Il nostro ordinamento dal primo agosto 2007 si è arricchito di un nuovo soggetto giuridico, il GECT.

Il riferimento normativo è il regolamento n. 1082/2006 del Parlamento Europeo e del Consiglio del 5 luglio 2006 che istituisce un quadro normativo per la cooperazione territoriale. Il primo agosto 2007 era il termine entro il quale ai sensi dell’art. 18 del regolamento stesso gli Stati membri avrebbero dovuto comunicare alla Commissione Europea l’adozione di disposizioni nazionali per assicurarne l’applicazione, ma nel nostro ordinamento si registra ancora un mancato adempimento degli obblighi previsti dall’art. 16.

Vediamo in particolare di cosa si tratta.

E’ un nuovo strumento, il GECT, con dei compiti specifici nella promozione dello sviluppo locale attraverso l’utilizzo di finanziamenti provenienti dai bilanci comunitari ma non solo.

Tra gli obiettivi ci sono la realizzazione di sinergie e un fitto interscambio di esperienze.

Il gruppo è composto da Stati membri, collettività regionali e locali o organismi di diritto pubblico a titolo facoltativo.

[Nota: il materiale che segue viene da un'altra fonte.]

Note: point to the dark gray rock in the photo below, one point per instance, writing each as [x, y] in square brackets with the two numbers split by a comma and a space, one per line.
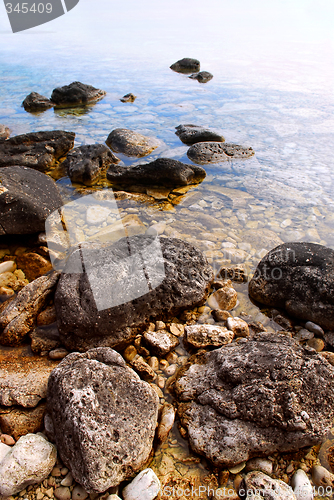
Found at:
[38, 150]
[36, 102]
[82, 326]
[186, 65]
[254, 397]
[190, 134]
[76, 94]
[102, 417]
[122, 140]
[202, 76]
[85, 164]
[4, 132]
[297, 277]
[161, 172]
[214, 152]
[27, 198]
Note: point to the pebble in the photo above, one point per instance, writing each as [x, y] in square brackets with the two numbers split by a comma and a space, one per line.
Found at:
[145, 486]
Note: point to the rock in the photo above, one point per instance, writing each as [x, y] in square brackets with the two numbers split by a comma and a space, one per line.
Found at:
[38, 150]
[18, 421]
[27, 199]
[128, 98]
[207, 335]
[161, 342]
[224, 298]
[107, 419]
[33, 265]
[23, 377]
[215, 152]
[19, 317]
[30, 461]
[238, 326]
[256, 396]
[129, 143]
[257, 485]
[166, 422]
[85, 164]
[190, 134]
[186, 65]
[4, 132]
[202, 76]
[297, 277]
[82, 325]
[36, 102]
[301, 486]
[161, 172]
[76, 94]
[145, 486]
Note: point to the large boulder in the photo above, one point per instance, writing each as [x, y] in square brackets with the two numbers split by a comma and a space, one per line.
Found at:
[178, 278]
[36, 102]
[76, 94]
[122, 140]
[298, 277]
[102, 418]
[27, 198]
[161, 172]
[215, 152]
[253, 397]
[186, 65]
[190, 134]
[85, 164]
[38, 150]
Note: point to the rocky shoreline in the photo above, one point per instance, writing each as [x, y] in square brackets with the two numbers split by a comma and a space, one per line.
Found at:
[174, 387]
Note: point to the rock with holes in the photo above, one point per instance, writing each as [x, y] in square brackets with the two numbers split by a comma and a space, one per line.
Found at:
[215, 152]
[85, 164]
[105, 429]
[255, 397]
[297, 277]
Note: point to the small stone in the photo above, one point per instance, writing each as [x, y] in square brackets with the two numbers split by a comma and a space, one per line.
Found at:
[238, 326]
[145, 486]
[79, 493]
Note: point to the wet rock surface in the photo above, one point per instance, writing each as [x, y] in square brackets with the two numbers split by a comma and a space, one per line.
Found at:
[298, 277]
[191, 134]
[35, 102]
[186, 280]
[23, 377]
[256, 396]
[215, 152]
[85, 164]
[76, 94]
[38, 150]
[202, 76]
[186, 65]
[108, 417]
[130, 143]
[161, 172]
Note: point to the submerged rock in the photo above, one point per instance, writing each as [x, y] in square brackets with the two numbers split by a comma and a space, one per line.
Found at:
[122, 140]
[191, 134]
[76, 94]
[186, 65]
[215, 152]
[38, 150]
[30, 461]
[258, 396]
[202, 76]
[161, 172]
[36, 102]
[298, 277]
[85, 164]
[183, 284]
[105, 429]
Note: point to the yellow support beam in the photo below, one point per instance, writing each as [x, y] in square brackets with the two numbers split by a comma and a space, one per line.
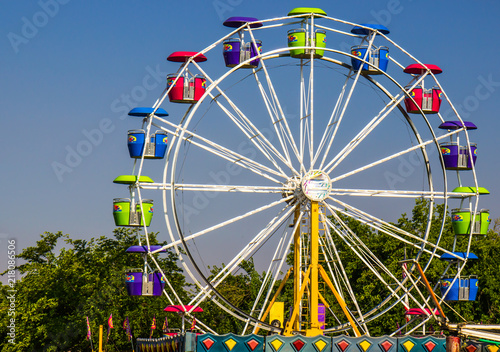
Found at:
[289, 326]
[296, 265]
[341, 302]
[314, 329]
[280, 288]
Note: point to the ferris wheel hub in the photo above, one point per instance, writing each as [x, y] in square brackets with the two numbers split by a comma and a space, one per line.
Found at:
[316, 185]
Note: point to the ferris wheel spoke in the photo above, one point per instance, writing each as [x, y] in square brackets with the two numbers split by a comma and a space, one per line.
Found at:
[228, 222]
[274, 270]
[245, 125]
[333, 124]
[343, 277]
[385, 227]
[355, 245]
[387, 193]
[370, 127]
[252, 246]
[372, 262]
[227, 188]
[275, 110]
[345, 105]
[227, 154]
[391, 157]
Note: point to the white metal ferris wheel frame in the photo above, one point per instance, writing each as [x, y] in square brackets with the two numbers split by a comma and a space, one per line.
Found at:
[181, 133]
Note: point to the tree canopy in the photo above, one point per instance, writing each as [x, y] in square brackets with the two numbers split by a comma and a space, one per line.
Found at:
[85, 279]
[66, 280]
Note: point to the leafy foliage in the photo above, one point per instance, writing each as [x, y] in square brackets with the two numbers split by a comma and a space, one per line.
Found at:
[85, 279]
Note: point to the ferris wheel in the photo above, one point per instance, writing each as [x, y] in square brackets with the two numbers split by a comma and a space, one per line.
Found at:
[307, 129]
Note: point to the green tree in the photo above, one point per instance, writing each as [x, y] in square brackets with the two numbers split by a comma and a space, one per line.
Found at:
[85, 279]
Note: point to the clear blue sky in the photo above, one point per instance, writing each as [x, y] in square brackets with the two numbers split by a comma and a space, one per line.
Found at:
[69, 68]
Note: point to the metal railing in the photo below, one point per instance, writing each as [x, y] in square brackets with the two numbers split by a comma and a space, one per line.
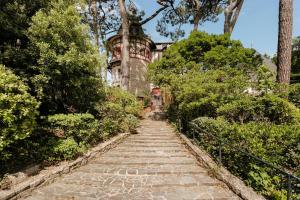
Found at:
[292, 183]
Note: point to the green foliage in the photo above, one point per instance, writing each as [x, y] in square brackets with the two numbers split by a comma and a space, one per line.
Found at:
[269, 108]
[82, 127]
[62, 149]
[294, 94]
[16, 52]
[66, 80]
[276, 144]
[119, 112]
[202, 51]
[217, 87]
[18, 111]
[234, 101]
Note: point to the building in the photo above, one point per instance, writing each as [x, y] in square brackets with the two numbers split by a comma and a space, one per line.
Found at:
[143, 51]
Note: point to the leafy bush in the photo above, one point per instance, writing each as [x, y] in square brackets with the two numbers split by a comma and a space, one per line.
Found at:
[202, 51]
[63, 149]
[276, 144]
[65, 79]
[81, 127]
[294, 94]
[268, 108]
[18, 110]
[120, 111]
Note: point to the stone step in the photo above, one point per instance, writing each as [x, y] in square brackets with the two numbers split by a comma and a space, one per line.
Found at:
[148, 150]
[143, 161]
[149, 170]
[132, 145]
[155, 154]
[135, 180]
[153, 138]
[93, 192]
[157, 148]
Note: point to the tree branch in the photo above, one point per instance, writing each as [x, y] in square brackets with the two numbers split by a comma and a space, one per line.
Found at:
[154, 15]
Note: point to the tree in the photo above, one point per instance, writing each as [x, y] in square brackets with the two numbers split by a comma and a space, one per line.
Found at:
[125, 42]
[202, 52]
[284, 52]
[16, 52]
[66, 81]
[194, 12]
[295, 68]
[231, 13]
[18, 111]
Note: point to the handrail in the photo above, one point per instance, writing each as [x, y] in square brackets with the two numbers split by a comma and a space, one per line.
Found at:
[221, 143]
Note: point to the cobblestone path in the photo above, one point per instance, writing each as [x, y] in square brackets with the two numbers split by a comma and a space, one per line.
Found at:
[151, 165]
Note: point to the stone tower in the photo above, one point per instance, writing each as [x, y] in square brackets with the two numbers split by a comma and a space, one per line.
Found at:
[141, 47]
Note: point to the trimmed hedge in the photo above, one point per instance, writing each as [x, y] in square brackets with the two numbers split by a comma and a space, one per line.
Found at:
[18, 110]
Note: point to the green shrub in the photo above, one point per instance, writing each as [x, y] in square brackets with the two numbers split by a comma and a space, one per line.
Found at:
[269, 108]
[120, 112]
[294, 94]
[276, 144]
[18, 110]
[82, 127]
[62, 149]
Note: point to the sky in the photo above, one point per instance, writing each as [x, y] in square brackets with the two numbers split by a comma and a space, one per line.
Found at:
[256, 27]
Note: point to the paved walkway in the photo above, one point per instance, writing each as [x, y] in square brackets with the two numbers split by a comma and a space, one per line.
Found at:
[151, 165]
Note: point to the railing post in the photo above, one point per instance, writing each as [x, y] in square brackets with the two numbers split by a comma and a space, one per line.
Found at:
[289, 188]
[220, 152]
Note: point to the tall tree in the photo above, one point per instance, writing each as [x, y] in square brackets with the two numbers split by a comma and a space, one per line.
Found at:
[16, 52]
[125, 45]
[232, 12]
[284, 53]
[194, 12]
[66, 79]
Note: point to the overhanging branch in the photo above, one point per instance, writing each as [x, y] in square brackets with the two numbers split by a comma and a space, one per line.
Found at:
[153, 15]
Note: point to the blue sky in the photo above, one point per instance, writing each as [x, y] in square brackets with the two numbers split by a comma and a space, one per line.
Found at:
[257, 25]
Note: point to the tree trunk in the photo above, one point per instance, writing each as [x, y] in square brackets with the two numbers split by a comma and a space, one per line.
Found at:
[196, 22]
[94, 13]
[232, 12]
[125, 49]
[284, 54]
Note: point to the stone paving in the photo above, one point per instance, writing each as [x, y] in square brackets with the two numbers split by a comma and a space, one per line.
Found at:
[151, 165]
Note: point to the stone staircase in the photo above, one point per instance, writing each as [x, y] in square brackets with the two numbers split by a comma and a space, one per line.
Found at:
[153, 164]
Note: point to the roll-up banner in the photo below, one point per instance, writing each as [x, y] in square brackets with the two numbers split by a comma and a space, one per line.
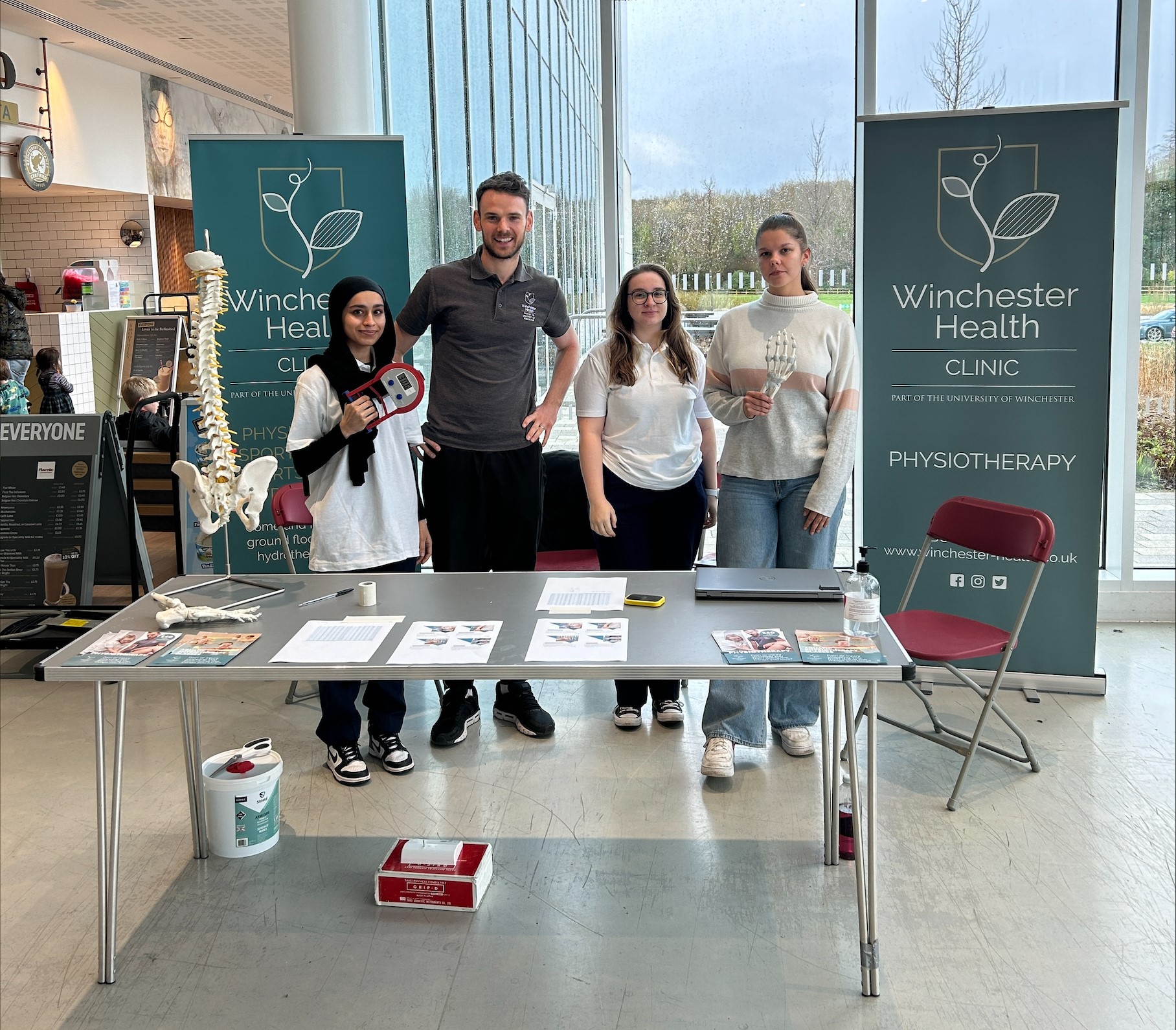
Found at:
[986, 307]
[291, 216]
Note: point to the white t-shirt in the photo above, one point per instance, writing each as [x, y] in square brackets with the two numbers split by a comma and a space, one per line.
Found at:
[357, 527]
[651, 437]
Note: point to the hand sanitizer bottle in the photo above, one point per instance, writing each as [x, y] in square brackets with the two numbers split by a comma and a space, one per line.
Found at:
[863, 600]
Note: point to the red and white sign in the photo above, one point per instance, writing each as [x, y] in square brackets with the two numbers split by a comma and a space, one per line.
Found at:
[412, 886]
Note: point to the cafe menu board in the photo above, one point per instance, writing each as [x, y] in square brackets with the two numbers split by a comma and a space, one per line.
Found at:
[151, 349]
[47, 496]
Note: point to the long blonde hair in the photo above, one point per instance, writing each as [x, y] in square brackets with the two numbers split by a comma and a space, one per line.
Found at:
[624, 343]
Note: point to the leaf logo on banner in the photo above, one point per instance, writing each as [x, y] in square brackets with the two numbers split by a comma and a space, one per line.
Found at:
[333, 232]
[1023, 216]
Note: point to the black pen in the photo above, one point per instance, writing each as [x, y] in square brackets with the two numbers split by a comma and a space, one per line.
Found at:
[327, 597]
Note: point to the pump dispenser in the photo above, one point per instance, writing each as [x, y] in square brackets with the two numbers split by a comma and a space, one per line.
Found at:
[863, 600]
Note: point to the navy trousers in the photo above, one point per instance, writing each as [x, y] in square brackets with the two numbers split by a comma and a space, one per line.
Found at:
[385, 699]
[655, 529]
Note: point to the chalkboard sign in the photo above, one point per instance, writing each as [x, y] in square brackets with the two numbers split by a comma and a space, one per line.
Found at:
[151, 349]
[63, 510]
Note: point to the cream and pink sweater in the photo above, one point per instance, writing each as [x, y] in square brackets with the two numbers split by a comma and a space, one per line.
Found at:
[813, 425]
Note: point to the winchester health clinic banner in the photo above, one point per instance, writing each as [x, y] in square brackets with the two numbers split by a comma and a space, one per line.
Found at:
[986, 327]
[291, 216]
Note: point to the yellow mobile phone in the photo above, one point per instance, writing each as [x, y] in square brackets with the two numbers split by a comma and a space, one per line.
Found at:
[646, 600]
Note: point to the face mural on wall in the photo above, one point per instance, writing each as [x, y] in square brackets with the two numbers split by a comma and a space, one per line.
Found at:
[172, 113]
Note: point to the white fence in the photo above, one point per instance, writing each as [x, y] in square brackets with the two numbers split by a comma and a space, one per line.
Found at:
[831, 279]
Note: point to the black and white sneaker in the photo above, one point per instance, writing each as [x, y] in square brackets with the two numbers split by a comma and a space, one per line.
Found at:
[668, 713]
[626, 716]
[459, 712]
[390, 753]
[515, 702]
[346, 764]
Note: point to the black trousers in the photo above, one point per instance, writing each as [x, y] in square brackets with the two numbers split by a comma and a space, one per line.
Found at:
[485, 509]
[385, 699]
[655, 529]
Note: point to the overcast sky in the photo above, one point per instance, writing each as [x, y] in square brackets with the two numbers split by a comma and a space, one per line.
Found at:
[729, 89]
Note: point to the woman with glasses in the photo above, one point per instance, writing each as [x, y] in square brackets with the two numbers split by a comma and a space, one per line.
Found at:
[786, 463]
[647, 452]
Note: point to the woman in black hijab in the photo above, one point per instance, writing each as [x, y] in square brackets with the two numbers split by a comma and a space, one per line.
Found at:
[361, 492]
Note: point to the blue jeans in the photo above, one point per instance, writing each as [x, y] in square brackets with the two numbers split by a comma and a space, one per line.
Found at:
[761, 527]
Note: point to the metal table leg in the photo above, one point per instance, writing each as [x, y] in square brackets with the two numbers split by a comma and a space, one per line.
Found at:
[100, 792]
[830, 795]
[108, 830]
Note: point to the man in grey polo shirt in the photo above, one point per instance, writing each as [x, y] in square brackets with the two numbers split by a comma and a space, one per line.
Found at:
[484, 437]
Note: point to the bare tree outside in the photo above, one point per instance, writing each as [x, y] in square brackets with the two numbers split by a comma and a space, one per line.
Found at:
[956, 65]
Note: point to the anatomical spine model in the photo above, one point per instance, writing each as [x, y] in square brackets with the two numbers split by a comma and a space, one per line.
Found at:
[221, 487]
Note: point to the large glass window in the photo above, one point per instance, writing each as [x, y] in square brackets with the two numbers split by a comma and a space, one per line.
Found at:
[409, 57]
[708, 164]
[457, 222]
[945, 54]
[1155, 467]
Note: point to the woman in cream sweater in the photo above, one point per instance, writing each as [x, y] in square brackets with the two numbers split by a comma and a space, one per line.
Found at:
[785, 467]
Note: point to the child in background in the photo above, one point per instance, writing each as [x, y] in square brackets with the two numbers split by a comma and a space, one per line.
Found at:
[150, 425]
[13, 395]
[54, 386]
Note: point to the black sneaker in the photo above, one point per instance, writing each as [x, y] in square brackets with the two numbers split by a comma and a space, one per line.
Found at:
[346, 764]
[459, 712]
[514, 702]
[390, 753]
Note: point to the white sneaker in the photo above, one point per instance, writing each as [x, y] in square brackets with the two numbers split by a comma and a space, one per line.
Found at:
[626, 716]
[798, 741]
[719, 757]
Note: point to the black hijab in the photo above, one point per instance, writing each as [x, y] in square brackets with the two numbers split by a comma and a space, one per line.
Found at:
[343, 371]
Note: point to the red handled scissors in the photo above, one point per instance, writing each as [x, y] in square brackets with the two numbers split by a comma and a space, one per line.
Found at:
[396, 388]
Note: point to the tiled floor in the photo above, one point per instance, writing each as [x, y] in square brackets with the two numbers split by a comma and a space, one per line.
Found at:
[627, 891]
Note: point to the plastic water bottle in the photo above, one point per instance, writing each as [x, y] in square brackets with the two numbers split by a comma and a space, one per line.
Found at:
[863, 601]
[844, 825]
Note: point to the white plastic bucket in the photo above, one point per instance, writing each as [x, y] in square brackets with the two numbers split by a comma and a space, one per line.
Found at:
[243, 808]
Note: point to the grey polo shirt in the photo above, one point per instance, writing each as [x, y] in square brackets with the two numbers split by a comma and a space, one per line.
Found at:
[482, 383]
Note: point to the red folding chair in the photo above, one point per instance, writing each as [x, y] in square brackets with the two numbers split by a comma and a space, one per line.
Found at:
[288, 506]
[1000, 531]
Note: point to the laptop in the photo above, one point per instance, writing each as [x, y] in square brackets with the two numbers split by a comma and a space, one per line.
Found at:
[768, 584]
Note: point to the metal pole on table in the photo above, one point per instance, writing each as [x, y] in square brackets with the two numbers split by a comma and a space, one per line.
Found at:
[112, 871]
[100, 790]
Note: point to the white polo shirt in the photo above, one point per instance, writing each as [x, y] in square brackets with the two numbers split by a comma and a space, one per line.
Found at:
[651, 437]
[357, 527]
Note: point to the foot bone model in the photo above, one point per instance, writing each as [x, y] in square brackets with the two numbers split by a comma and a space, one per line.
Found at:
[220, 487]
[781, 358]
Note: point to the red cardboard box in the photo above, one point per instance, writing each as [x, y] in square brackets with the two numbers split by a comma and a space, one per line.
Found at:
[459, 887]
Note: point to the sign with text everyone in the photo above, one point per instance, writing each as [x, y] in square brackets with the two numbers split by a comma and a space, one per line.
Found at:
[291, 216]
[986, 301]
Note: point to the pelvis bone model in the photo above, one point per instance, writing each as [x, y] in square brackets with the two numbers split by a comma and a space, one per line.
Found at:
[221, 487]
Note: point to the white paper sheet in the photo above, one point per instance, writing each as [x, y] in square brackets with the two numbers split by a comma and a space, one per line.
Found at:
[580, 640]
[582, 594]
[324, 641]
[435, 642]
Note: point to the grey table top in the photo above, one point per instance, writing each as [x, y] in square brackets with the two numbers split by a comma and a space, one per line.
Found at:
[670, 642]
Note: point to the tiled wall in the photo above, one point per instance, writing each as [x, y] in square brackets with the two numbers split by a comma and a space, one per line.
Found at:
[70, 333]
[46, 233]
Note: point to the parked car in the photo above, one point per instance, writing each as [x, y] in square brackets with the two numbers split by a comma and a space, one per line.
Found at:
[1160, 326]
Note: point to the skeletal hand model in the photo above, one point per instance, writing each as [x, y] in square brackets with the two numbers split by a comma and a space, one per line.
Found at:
[220, 487]
[781, 356]
[175, 612]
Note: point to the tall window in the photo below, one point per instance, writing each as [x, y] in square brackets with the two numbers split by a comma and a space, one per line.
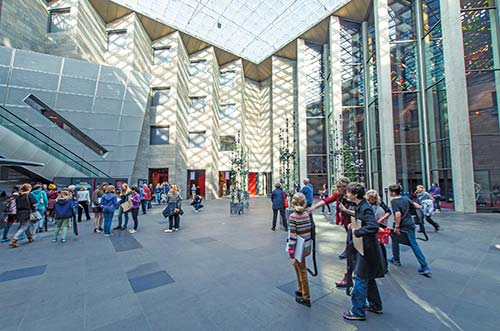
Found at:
[59, 19]
[117, 39]
[228, 78]
[198, 104]
[159, 135]
[482, 69]
[162, 55]
[198, 67]
[227, 143]
[197, 139]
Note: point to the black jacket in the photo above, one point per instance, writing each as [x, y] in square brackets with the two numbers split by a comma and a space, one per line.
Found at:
[370, 265]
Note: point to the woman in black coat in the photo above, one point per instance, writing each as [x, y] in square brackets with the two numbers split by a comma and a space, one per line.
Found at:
[369, 265]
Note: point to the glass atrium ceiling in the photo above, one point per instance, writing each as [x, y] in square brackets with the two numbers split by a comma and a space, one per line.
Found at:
[251, 29]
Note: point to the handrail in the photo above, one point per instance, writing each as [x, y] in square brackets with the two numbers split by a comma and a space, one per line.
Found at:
[80, 162]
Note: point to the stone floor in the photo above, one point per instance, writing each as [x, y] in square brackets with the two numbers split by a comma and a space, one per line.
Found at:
[222, 272]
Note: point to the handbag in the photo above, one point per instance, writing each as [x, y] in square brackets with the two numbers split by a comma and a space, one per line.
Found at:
[35, 216]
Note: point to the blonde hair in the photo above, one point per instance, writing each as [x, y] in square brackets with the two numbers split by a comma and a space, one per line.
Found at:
[373, 194]
[63, 195]
[299, 202]
[174, 189]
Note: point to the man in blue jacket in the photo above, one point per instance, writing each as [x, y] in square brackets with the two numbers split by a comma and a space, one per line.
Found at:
[278, 200]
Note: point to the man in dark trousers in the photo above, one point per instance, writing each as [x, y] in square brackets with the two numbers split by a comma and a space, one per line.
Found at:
[278, 200]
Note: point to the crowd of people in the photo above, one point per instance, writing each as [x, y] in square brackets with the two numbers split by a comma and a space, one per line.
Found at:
[365, 218]
[35, 207]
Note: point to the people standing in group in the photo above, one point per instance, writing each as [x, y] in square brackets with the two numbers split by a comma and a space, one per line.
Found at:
[42, 202]
[382, 214]
[10, 213]
[158, 191]
[425, 208]
[109, 202]
[369, 264]
[435, 192]
[52, 195]
[300, 227]
[342, 217]
[126, 195]
[25, 205]
[63, 214]
[278, 197]
[83, 199]
[174, 209]
[97, 207]
[136, 201]
[404, 226]
[325, 194]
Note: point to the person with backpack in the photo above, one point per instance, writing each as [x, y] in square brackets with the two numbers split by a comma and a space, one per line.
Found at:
[63, 214]
[173, 210]
[369, 265]
[25, 205]
[404, 226]
[10, 213]
[278, 198]
[42, 201]
[109, 203]
[300, 227]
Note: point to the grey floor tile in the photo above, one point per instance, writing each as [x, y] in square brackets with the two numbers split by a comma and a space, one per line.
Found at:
[23, 273]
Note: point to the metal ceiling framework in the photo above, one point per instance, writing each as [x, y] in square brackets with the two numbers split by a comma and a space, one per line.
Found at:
[356, 10]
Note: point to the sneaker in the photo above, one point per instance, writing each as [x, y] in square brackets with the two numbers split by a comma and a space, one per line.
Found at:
[393, 261]
[373, 310]
[348, 315]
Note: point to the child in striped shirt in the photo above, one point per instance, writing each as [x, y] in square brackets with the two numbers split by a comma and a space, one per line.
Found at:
[300, 225]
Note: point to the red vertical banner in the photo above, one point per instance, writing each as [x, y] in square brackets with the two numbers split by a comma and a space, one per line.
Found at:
[252, 183]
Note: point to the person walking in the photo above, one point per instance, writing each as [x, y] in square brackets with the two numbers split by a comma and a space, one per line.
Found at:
[174, 209]
[10, 214]
[126, 195]
[404, 226]
[369, 265]
[63, 214]
[109, 203]
[83, 198]
[25, 205]
[278, 198]
[42, 201]
[136, 201]
[425, 208]
[97, 207]
[300, 230]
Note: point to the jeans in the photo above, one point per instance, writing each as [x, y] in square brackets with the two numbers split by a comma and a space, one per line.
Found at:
[61, 223]
[120, 214]
[135, 213]
[415, 248]
[25, 227]
[365, 289]
[282, 215]
[301, 271]
[108, 219]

Si istituisce stipulando una convenzione ed adottando uno statuto che poi andranno notificati alle autorità nazionali competenti.

Importante sottolineare che i membri di un GECT devono risiedere sul territorio di almeno due Stati membri ma è possibile aprirlo anche a frontiere esterne dell’UE purché la legislazione dei paesi terzi interessati o gli accordi tra questi e gli Stati membri lo consentano.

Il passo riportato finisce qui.